From Our CEO
Events in Brooklyn
October 9th, 2020

I’ve spent most of this week on the phone with people in distress. With government officials. With leaders from the Brooklyn Haredi community. With executives of UJA partners whose agencies are located in areas affected by the newly reinstated restrictions. And with Jewish leaders representing the broad spectrum of our community.

The combination of pain, worry, anger, and frustration that I’ve heard expressed on every one of these calls mirrors our own. We’ve seen the news, we’ve heard the stories, and we are appalled by — and afraid for — members of the Jewish community who are not complying with all appropriate health and safety regulations. These individuals are putting themselves at risk, forcing schools and businesses to shut down, and even worse, they are endangering the lives of others. We must also denounce those who are burning masks in the middle of a pandemic and who assault a Haredi reporter who’s been calling out noncompliance within his own community.

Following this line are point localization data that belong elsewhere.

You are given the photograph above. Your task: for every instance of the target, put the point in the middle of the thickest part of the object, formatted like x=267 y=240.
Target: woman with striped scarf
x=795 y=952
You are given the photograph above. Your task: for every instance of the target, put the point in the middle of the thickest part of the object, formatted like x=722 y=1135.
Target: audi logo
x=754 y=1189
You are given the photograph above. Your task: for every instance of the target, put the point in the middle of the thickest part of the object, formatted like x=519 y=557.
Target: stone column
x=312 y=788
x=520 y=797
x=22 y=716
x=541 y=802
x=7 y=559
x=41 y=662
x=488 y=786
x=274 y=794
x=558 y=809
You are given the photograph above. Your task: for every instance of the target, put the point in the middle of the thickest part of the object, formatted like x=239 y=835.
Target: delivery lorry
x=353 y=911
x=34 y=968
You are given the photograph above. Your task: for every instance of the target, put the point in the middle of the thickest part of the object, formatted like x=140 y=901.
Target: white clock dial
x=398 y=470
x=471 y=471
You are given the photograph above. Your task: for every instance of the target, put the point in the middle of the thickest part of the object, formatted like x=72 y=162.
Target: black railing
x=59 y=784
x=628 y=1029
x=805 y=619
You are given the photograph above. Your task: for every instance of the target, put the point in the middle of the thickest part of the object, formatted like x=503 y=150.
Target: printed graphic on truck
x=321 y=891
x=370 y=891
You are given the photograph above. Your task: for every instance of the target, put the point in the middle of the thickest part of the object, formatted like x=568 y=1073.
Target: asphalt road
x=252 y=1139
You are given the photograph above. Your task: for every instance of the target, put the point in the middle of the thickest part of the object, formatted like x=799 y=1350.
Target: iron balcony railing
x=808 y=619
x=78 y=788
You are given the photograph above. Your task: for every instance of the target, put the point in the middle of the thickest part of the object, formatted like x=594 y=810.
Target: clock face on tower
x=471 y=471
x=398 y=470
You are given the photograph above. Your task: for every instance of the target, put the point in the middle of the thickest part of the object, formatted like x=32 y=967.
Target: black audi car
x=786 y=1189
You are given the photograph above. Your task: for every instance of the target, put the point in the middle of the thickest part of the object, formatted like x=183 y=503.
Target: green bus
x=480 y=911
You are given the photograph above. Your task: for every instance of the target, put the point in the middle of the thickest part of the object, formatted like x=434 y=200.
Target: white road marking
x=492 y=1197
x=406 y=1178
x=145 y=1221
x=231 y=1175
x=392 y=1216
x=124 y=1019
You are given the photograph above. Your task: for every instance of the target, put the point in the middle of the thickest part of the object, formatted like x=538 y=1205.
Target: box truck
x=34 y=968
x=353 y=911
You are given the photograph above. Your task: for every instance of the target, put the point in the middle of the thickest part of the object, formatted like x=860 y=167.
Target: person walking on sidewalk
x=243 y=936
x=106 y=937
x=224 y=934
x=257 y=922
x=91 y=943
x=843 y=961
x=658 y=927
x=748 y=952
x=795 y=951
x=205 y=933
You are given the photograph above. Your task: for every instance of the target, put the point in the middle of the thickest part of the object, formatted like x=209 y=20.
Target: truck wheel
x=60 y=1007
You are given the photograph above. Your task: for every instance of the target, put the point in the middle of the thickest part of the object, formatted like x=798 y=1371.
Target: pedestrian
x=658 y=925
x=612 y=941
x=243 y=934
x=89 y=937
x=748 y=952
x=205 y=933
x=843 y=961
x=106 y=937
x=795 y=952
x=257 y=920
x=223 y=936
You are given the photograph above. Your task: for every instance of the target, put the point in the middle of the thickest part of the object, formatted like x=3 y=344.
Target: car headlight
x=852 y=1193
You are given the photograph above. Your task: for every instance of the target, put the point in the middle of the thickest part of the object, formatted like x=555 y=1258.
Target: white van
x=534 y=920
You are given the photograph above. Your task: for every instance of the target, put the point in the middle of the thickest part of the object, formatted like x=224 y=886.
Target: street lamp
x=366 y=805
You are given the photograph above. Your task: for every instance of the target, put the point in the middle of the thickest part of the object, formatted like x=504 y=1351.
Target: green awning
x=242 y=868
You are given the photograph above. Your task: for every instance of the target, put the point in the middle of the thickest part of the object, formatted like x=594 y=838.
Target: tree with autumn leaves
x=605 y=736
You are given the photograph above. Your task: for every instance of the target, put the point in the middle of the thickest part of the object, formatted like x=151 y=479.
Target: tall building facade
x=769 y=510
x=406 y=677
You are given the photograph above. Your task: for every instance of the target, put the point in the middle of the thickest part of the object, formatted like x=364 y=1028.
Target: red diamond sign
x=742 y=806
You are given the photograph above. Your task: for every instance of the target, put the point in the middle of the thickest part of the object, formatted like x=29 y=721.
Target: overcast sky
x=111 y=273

No one wants to go back to where we were this spring, with the endless sirens and staggering death tolls. We must wear masks and maintain social distancing for ourselves and for the sake of all New Yorkers.

But we must also correctly represent what’s happening.

The Haredi community is not monolithic. It comprises many different sects and factions, each following its own leaders. And while some leaders have encouraged their followers to flout the rules, many other segments of the Haredi community have urged strict compliance with all safety protocols and are mortified by those in the community who do not.

A number of umbrella organizations within the Haredi community — including the largest, Agudath Israel of America — have been urging the Haredi community since March to fully comply with health guidelines. As recently as yesterday, Agudath Israel issued a statement to the Haredi community acknowledging the “indisputable rise of sickness again in our populations,” and imploring leaders “to do everything in their power to ensure compliance with good health practices, including social distancing, masking, and abstention from large gatherings.” Other Haredi community organizations, like the Boro Park JCC, a UJA partner, have been distributing hundreds of thousands of masks across the community. There’s an Orthodox organization putting up signs on lampposts around Brooklyn that say “Pikuach Nefesh,” saving a life supersedes everything else.

Those members of the Haredi community who are following regulations are upset at their neighbors; worry about their own health; and feel singled out by the press, government, and by other members of the Jewish community. We cannot blame the entire Haredi community for the dangerous actions of some, no more than we can blame the entire Upper West or East Side because of those who are gathering in large groups at outdoor bars, without masks and ignoring social distancing.

What we also know is that what’s happening is fueling the flames of anti-Semitism against all Jews. Collective blame is an ugly path that we’ve been on before. We must call it out when we see it, and we must not engage in it ourselves.

I heard a disturbing story from the executive of a local Brooklyn JCC. One Jewish member of the JCC saw a Haredi woman in a mask walking into the JCC building, and asked the executive why “this kind of person” was permitted to enter the building. We must take pains to resist broad demonization.

This pandemic has ceaselessly challenged us to show our better selves. We cannot waver now.